Graph super-resolution, the task of inferring high-resolution (HR) graphs from low-resolution (LR) counterparts, is an underexplored yet crucial research direction that circumvents the need for costly data acquisition. This makes it especially desirable for resource-constrained fields such as the medical domain. While recent GNN-based approaches show promise, they suffer from two key limitations: (1) matrix-based node super-resolution that disregards graph structure and lacks permutation invariance; and (2) reliance on node representations to infer edge weights, which limits scalability and expressivity. In this work, we propose two GNN-agnostic frameworks to address these issues. First, Bi-SR introduces a bipartite graph connecting LR and HR nodes to enable structure-aware node super-resolution that preserves topology and permutation invariance. Second, DEFEND learns edge representations by mapping HR edges to nodes of a dual graph, allowing edge inference via standard node-based GNNs. We evaluate both frameworks on a real-world brain connectome dataset, where they achieve state-of-the-art performance across seven topological measures. To support generalization, we introduce twelve new simulated datasets that capture diverse topologies and LR-HR relationships. These enable comprehensive benchmarking of graph super-resolution methods.

Paper Structure

This paper contains 17 sections, 5 equations, 4 figures, 9 tables.

Figures (4)

  • Figure 1: Comparison of image and graph super-resolution (SR). (A) and (C) illustrate image SR as a special case of graph SR, where the graph topology is fixed to a regular grid and node features correspond to pixel values. (B) and (D) represent the general case of graph SR considered in this work, which involves learning both the topology and edge features in addition to node features, without assuming spatial locality between LR and HR nodes.
  • Figure 2: Limitations of existing brain graph super-resolution methods. (A) Current approaches to node super-resolution rely on a matrix transpose operation, which ignores graph structure and yields HR node features that are sensitive to LR node permutations. (B) GNN-based edge learning uses node representations to encode all incident edges, making them computationally expensive and limiting its capacity to model edges.
  • Figure 3: Overview of the Bi-SR framework.

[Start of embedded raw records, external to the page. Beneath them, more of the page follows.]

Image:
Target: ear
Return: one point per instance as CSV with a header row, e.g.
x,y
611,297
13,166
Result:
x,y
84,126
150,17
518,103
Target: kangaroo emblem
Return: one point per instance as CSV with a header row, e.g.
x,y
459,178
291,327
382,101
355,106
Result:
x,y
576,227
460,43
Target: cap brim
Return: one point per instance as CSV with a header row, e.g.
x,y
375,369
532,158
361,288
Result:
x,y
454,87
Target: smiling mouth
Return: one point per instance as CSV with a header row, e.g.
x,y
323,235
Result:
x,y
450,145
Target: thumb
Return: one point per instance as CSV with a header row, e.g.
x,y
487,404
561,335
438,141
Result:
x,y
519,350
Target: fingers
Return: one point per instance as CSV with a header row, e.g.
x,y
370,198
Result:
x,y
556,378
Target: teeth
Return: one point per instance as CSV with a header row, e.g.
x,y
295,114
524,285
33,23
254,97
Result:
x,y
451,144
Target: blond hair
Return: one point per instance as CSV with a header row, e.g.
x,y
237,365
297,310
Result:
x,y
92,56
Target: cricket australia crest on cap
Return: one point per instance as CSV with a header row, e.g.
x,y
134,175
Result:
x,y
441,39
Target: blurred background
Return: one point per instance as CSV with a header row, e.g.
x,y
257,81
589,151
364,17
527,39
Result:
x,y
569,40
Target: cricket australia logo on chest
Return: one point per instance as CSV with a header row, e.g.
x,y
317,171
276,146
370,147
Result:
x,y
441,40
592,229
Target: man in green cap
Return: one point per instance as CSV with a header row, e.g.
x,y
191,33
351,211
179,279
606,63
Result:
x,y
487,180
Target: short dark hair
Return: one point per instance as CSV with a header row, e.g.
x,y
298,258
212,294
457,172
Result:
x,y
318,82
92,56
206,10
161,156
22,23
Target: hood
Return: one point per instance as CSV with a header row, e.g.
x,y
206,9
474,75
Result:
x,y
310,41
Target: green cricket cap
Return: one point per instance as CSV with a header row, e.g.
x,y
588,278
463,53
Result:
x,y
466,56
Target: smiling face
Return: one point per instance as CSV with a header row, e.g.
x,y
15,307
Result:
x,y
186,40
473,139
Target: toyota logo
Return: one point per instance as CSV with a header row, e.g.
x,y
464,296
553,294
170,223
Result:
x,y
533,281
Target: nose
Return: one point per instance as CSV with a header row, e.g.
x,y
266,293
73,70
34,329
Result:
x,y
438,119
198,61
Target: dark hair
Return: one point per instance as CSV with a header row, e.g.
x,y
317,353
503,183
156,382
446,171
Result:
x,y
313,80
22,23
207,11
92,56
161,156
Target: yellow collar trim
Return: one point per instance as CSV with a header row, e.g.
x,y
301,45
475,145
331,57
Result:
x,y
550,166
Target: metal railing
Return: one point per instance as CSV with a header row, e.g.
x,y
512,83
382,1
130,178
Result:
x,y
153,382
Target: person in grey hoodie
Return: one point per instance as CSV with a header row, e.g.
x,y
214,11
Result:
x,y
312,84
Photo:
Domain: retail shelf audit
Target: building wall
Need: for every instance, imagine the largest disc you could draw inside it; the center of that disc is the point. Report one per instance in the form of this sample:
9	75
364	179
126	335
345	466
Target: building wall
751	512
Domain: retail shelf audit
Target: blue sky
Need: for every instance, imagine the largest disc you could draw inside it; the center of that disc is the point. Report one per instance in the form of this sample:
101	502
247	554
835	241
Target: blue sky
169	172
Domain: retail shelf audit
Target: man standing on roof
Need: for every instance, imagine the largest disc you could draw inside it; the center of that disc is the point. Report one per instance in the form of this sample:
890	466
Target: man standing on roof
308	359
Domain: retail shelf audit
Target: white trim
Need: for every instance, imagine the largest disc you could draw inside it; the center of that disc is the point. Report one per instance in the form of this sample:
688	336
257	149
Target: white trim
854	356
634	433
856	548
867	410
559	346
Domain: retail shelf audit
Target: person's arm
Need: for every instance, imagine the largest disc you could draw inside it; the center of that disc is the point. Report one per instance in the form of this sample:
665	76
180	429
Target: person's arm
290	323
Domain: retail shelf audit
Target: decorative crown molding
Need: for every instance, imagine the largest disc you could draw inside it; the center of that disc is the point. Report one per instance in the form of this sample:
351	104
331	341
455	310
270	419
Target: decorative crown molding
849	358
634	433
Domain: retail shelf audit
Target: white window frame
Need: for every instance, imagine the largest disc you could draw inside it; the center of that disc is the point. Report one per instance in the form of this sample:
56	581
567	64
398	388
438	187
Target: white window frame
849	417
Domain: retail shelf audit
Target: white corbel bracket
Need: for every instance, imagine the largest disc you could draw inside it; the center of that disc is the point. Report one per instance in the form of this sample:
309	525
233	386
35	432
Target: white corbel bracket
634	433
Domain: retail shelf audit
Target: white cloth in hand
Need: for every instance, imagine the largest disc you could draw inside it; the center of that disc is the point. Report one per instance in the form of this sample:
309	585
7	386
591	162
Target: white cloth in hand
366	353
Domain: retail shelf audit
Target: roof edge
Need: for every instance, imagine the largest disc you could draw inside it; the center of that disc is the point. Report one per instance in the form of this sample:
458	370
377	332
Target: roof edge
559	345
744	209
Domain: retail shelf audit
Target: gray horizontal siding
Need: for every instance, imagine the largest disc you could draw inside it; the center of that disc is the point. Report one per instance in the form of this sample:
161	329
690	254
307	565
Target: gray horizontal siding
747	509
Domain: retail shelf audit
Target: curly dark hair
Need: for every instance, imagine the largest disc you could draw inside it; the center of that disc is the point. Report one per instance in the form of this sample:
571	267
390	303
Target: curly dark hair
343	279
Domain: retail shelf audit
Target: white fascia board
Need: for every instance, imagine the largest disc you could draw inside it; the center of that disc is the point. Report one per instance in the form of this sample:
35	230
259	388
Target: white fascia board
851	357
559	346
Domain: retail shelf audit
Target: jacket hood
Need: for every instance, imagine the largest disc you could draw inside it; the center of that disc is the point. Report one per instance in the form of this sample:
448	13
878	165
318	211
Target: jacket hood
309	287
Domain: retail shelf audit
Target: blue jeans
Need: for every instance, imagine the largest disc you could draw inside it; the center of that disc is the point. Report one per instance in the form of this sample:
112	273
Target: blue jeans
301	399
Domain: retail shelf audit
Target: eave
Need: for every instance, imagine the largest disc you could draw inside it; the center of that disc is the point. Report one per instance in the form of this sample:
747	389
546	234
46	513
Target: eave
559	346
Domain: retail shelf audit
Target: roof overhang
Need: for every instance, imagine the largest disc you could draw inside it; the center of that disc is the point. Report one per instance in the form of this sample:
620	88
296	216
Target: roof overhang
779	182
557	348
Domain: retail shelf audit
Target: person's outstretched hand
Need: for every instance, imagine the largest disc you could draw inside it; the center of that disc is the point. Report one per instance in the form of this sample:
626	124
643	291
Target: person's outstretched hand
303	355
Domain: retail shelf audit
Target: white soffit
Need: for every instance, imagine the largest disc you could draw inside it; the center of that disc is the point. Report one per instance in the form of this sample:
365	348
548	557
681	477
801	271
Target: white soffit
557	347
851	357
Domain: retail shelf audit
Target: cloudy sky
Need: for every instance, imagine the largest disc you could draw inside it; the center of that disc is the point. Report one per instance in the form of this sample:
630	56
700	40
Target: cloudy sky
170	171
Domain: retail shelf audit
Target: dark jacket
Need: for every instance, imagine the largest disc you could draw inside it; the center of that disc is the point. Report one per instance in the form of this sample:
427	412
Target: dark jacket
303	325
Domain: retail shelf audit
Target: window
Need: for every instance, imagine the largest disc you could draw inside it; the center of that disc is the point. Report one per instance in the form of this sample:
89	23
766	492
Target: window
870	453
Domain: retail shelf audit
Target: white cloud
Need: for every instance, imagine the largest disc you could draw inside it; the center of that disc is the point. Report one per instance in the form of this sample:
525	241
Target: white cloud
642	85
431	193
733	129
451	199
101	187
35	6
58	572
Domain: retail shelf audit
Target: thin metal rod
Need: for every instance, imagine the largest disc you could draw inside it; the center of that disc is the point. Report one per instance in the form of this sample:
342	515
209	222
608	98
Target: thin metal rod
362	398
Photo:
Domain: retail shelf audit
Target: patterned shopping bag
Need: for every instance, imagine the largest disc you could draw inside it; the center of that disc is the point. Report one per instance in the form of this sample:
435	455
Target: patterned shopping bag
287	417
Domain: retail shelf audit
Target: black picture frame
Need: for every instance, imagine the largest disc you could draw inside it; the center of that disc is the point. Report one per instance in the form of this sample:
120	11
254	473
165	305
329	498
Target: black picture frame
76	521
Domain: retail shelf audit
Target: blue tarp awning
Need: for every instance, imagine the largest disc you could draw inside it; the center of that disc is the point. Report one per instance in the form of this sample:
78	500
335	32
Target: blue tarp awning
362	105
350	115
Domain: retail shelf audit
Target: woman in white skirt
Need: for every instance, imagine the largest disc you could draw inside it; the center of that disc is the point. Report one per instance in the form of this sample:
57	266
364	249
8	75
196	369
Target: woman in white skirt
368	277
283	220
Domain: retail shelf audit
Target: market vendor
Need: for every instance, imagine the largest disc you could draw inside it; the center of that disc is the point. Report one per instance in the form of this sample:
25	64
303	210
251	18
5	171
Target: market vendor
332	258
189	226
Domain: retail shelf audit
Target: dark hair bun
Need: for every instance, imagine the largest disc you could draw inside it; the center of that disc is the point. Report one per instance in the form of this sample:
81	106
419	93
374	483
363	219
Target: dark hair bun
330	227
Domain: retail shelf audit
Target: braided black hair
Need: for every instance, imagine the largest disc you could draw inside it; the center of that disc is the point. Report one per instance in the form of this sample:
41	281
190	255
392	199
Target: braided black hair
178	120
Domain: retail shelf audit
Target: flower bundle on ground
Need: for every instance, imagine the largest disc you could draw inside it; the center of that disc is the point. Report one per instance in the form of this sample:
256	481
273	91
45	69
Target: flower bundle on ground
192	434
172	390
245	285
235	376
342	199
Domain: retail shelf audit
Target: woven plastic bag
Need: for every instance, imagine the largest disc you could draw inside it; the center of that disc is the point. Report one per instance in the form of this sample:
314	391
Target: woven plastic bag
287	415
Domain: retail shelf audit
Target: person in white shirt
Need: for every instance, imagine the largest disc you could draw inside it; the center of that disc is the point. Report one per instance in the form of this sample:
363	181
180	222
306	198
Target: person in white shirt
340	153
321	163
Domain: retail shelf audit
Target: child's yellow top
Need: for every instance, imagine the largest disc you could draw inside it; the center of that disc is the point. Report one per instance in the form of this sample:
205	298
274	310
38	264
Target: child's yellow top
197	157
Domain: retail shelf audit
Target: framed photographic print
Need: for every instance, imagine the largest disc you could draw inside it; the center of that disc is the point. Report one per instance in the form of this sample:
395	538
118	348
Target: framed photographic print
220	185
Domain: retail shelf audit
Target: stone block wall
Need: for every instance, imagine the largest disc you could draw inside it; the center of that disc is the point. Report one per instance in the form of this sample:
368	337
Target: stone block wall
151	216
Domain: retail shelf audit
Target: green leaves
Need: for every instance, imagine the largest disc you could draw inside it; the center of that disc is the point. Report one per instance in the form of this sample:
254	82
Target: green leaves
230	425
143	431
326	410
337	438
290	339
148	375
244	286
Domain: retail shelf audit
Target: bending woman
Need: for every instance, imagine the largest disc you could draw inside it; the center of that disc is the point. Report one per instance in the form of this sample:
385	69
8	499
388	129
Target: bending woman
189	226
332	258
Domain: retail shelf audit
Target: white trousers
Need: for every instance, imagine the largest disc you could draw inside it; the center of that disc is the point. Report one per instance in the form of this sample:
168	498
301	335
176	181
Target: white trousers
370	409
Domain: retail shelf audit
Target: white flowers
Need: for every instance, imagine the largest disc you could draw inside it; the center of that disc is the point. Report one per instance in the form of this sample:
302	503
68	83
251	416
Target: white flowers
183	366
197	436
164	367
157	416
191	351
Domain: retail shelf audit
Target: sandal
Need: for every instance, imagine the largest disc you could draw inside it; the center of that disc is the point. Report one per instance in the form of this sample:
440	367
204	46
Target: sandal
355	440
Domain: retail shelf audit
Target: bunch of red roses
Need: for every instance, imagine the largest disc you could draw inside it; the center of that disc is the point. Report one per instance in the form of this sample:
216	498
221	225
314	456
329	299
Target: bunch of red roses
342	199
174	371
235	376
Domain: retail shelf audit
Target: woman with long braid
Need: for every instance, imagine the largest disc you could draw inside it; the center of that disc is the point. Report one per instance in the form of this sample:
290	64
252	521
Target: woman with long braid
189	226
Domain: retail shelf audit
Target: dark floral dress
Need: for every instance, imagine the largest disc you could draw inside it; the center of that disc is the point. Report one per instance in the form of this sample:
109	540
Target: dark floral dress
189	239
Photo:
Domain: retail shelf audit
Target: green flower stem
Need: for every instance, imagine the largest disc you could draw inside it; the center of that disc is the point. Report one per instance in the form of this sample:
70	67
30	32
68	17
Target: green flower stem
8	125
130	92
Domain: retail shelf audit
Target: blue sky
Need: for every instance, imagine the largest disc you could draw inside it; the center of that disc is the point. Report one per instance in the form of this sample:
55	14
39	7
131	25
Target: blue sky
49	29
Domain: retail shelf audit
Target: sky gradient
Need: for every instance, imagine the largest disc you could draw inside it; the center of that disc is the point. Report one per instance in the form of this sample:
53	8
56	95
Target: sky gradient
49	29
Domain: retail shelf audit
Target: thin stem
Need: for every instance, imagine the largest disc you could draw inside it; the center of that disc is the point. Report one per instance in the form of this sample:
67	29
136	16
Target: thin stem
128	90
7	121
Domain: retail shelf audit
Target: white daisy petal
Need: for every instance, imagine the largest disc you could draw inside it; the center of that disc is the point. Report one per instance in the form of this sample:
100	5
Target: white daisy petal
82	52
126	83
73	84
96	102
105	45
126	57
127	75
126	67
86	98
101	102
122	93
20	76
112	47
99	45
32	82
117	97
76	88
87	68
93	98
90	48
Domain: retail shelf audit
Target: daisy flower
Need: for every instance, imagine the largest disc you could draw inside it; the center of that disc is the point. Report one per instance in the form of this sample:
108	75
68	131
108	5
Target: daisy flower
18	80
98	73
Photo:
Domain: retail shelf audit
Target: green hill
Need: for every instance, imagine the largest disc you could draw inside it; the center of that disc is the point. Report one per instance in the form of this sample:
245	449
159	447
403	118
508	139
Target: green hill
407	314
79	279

Given a low-resolution (LR) graph, Bi-SR constructs a bipartite graph between LR and high-resolution (HR) nodes, enabling each HR node to aggregate information from all LR nodes through message passing. HR nodes are initialized with fixed random features to break symmetry. Optional representation learning steps refine LR and HR features before and after bipartite propagation. This structure-aware formulation preserves the graph topology and ensures permutation invariance with respect to LR node ordering.
  • Figure 4: Overview of the DEFEND framework. Starting from HR node features, DEFEND initializes edge features (e.g., via dot product) and constructs a dual graph by mapping each HR edge to a dual node. Message passing is then performed on the dual graph to learn refined edge representations. These are mapped back to HR edges and used to infer the HR graph topology (e.g., via normalization). The primal-to-dual mapping is invertible and enables efficient edge inference using node-based GNNs.